最後の舞台、それはビアンカだけではなく年長者全員でした。前日とは違う踊りを披露する少女たちを観客は賛美します。観客の1人がビアンカに赤いバラを投げ入れました。ビアンカは素直にその賛美を受け取り、胸に差します。舞台は終わり、ビアンカとナディアはこっそりと客席側のドアから出ていきます。しかし、すぐに使用人に見つかってしまい、この舞台の意味を聞くのでした。

この寮は夜な夜な行われる少女たちの舞台を見に来る観客からのお金で成り立っていたのです。今まで自分たちが踊っていた意味を知ってしまったビアンカですが、それでも卒業して外に出たくはないと言います。慣れたこの寮を出て、仲良くなったイリスたちと離れるほうが彼女にとっては怖いのでした。その夜ビアンカは客席で拾った手袋をつけ、自分の足を撫でながら眠りにつきます。

エコールの結末ネタバレ②少女達の別れ

翌朝、ビアンカは川へ手袋とバラを投げ捨てます。うずくまったビアンカの元にこっそりと付いてきていたイリスが駆け寄ります。突き放すビアンカですが、彼女を好いており服従を誓ったイリスは出ていかないで欲しい、一緒にいたいと訴えます。本当は外に出たくないビアンカはブランコから落ちて自傷することで自分の足を傷つけようとします。そうすれば踊れなくなり、卒業の必要はないと考えたのです。しかしそれは叶いません。

ビアンカとイリスは最後の時間を惜しみながら手をつないで寮へと戻ります。その後、ビアンカが出ていく時間が来ます。寮のみんなとハグし、別れを惜しみます。自分たちのことを忘れないかと問うイリスに、ビアンカは外できっと会えると伝えます。そして自分のしていたリボンを返し、他の年長者とともにエヴァとエディットに連れられ寮を後にするのでした。

エコールの結末ネタバレ③新しい世界と続く日常

ビアンカたち卒業生は秘密の館の舞台を通って出口へと向かいます。地下道を進んでいくと、なんと地下鉄が走っていました。地下鉄に乗るよう指示され、彼女たちは乗り込んでいきます。外へ出ることが怖いビアンカは、これからどうなるのかをエヴァに問いますが、すぐに自分たちを忘れると返されます。一方、寮では最初のイリスのように棺に入れられた入学生がやってきていました。イリスたちは棺が開くのを見守っています。

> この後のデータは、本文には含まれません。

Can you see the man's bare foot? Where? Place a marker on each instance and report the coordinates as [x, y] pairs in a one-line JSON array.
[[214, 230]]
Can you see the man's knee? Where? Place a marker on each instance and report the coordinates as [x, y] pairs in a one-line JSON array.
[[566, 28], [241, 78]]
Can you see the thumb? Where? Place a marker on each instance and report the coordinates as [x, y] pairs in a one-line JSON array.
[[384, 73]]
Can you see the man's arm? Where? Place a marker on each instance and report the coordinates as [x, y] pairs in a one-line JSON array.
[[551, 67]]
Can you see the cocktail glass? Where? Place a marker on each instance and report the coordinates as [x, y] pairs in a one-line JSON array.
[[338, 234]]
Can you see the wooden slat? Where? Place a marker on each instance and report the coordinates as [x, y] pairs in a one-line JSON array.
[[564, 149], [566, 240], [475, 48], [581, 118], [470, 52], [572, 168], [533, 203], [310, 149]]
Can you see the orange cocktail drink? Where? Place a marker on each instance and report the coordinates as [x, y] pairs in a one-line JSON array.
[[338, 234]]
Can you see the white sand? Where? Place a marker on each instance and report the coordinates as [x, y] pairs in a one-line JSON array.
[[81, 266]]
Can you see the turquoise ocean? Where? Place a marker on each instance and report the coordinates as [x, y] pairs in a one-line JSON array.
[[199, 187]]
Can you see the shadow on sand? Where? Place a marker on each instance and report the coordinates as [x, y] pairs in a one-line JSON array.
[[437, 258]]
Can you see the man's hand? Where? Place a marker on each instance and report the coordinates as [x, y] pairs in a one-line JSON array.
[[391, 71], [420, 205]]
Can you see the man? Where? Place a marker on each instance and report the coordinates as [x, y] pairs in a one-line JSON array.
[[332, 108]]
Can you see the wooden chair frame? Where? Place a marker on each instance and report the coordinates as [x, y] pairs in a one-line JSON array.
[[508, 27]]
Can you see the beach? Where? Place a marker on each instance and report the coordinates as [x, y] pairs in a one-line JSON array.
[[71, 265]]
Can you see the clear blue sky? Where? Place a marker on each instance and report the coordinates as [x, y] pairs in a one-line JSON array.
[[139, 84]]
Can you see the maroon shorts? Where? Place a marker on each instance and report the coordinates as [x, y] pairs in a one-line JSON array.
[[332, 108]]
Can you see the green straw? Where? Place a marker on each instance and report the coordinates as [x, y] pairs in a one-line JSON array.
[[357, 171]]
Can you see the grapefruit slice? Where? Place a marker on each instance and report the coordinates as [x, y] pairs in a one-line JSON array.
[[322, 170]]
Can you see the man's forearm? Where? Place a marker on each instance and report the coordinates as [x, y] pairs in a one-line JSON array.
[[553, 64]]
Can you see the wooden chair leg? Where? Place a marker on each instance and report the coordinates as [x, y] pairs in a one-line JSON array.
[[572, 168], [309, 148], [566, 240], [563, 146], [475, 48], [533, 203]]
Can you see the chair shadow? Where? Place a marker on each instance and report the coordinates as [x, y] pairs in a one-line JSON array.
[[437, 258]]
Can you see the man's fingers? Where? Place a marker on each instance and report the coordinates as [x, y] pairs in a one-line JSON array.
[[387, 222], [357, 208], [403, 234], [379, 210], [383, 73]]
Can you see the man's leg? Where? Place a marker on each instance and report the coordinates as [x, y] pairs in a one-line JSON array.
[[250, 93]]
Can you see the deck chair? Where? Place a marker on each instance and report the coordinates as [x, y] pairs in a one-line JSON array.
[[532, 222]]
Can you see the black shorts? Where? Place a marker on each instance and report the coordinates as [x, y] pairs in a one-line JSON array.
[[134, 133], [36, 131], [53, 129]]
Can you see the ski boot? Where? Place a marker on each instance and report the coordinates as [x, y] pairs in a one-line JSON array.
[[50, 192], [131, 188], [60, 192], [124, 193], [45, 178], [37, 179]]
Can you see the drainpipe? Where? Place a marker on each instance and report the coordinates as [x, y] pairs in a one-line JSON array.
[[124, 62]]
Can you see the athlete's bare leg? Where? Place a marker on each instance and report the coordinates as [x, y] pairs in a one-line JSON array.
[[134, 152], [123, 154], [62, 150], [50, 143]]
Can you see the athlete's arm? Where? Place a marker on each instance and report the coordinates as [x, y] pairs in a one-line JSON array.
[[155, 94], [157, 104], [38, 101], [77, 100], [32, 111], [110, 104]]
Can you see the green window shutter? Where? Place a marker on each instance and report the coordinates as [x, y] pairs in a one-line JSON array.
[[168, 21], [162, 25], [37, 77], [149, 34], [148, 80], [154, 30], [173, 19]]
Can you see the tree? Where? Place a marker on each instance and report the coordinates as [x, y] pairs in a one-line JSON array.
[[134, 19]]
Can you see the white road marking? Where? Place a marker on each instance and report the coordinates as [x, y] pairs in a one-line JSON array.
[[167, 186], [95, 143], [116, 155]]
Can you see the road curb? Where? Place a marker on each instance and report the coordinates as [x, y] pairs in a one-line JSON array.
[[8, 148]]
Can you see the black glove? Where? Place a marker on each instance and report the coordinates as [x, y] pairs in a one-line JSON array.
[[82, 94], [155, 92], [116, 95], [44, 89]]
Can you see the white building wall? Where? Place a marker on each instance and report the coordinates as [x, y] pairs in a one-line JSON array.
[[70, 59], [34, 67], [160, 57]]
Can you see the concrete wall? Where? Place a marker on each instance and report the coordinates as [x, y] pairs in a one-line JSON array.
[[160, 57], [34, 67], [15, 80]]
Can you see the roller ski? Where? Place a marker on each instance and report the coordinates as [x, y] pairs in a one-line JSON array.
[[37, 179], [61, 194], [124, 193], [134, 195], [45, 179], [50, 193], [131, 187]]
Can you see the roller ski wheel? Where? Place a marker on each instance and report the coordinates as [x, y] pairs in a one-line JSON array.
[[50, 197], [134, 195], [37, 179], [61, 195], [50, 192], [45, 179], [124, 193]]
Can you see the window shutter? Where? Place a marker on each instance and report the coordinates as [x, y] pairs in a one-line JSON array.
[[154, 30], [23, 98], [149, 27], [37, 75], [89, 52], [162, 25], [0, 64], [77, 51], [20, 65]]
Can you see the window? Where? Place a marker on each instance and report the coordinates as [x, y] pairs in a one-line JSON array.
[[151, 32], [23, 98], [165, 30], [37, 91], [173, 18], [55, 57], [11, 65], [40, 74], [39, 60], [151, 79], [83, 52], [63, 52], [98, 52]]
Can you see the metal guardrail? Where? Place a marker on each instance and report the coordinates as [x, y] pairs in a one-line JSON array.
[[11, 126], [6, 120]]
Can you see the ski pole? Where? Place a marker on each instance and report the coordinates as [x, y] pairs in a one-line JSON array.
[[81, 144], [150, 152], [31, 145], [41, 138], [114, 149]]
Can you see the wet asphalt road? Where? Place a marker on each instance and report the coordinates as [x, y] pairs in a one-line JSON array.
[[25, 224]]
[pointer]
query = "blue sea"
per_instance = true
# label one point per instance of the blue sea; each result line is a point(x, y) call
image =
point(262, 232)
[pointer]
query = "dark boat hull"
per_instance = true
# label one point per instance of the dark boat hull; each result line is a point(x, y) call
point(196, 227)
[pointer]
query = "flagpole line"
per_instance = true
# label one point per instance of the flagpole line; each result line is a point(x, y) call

ビアンカたちを乗せた電車は地上に出て、大きな駅に到着しました。そこで知らない女性に引き渡され、エヴァ達教師とも別れます。最初は戸惑う少女たちが駅を抜けると広い公園が広がっています。そこには大きな噴水がありました。噴水が珍しく、ビアンカたちははしゃいで遊びに行きます。そんなビアンカの元にボールが飛んできました。ボールを取りに来た見知らぬ少年とビアンカは笑い合うのでした。

エコールは意味が分かると怖い映画?

解釈:フランス語の「エコール(École)」の意味

ここからは映画『エコール』の意味、隠された大人の怖い部分について解釈をしていきます。まずタイトルのエコールとは、フランス語で学校という意味です。実はこのタイトルは日本版でのタイトルとなります。製作者の了承の元、変更されたのですが少女たちが囚われていた空間である館自体を表しています。

解釈:ラストに「innocence」の文字の意味

映画のラスト、innocenceという文字が出ますが、こちらが原題なのです。無垢という意味の単語で、6歳から12歳で閉鎖的な空間で育てられた彼女たちの性質を表しています。実はこの原題から変更されたのは、押井守監督のアニメーション映画である『イノセンス』と混ざることを危惧してのことでした。原題、日本での題、どちらも映画の内容に沿った意味であると解釈できます。

解釈:エコール(学校)の目的とは?

この寮は、映画内で言われているように少女たちの舞台でお金を集めて維持しているという怖い裏がありました。しかし何のためにこの学校があるのか、その理由はさまざまな解釈がされています。一番多い解釈として、少女が大人になっていくまでの過程をより綿密に効果的に表すために作られたというものです。少女たちからすればただ日常として過ごしていますが、視聴者を含めた周りの大人から見ると成長は凄まじいものでした。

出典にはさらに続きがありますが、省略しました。